Protein expression of Mx1, STAT1 and IFITM1 proteins using western blotting
Protein expression levels of MX1, STAT1 and IFTIM1 were determined in THP1 cells treated with 1% Echinaforce® or ethanol solvent control for 48 hours, as explained before. Then, cells were washed and incubated 15 minutes on ice in lysis buffer containing: 150mM NaCl, 1mM EGTA, 1mM EDTA, 1mM ß-glycerolphosphate, 1% Triton X-100 (w/v), 20mM Tris HCl, pH = 7.5 and proteinase inhibitor (cOmplete™, EDTA-free Protease Inhibitor Cocktail, Sigma-Aldrich, USA) plus PhosphataseArrest™ Phosphatase Inhibitor Cocktail (phosphataseArrest™, G-Biosciences, USA). Cells were subsequently centrifuged for 15 minutes at 200g at 4°C and supernatant containing the soluble proteins were stored at -20°C until use. Protein lysates (20 µg) were mixed with 5X sample buffer (5% SDS, 20 % glycerol, 0.2 % bromophenol-blue, 250 mM DTT, 65 mM Tris HCl) all purchased from Sigma Aldrich (Missouri, USA), heated for 5 minutes at 95°C and loaded in a 12% SDS-PAGE gel. Proteins contained in the homogenates were separated during 30 minutes at 60-70V and 1 hour at a constant voltage of 130V. Further, 10 ml of BenchMark™ Pre-Stained Protein Standard (Life Technologies, CA, USA) was also loaded next to the samples. After separation proteins ttransferred onto a Nitrocellulose Membrane (BioRad, CA, USA) during 2 hours at 45 V. Non-specific binding sites were blocked by incubating the membranes with blocking buffer (0.05 % Tween 20, 1x TBS, 5% BSA) for 1 hour at room temperature. The membrane was then incubated with the primary antibodies: MX1 (D3W7I) Rabbit mAb #37849, IFITM1 Antibody Rabbit pAb #13126 and the STAT1 (42H3) Rabbit mAb #9175 (all purchased from Cell Signaling Technology, Massachusetts, USA) or rabbit polyclonal Anti-GAPDH antibody (ab9485, Abcam, Cambridge, UK) overnight at 4°C. After membranes were washed, they were incubated with (1:10000) Donkey anti-Rabbit IgG (H+L) Secondary Antibody-HRP (Thermo Fisher Scientific, Massachusetts, USA) for one hour at room temperature. Chemiluminiscence detection was performed using the ECL detection kit (Pierce™ ECL Western Blotting Substrate (Thermo Fisher Scientific, Massachusetts, USA) in a ChemiDoc MP system (BioRad, CA, USA).

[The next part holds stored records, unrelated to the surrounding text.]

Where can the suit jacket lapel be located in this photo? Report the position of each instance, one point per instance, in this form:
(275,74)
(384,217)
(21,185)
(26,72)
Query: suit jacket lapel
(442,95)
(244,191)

Assessment of IL-8 and CXCL10 levels
Cell culture supernatants were collected after 3, 6, 12, 24 and 48 hours and assayed for chemokines CXCL10 and IL8 by means of an enzyme-linked immunosorbent assay (ELISA) purchased from Invitrogen (CA, USA) following manufacturer’s instructions. The assays have a detection limit of 2pg/ml for CXCL10 and 5 pg/mL for IL-8.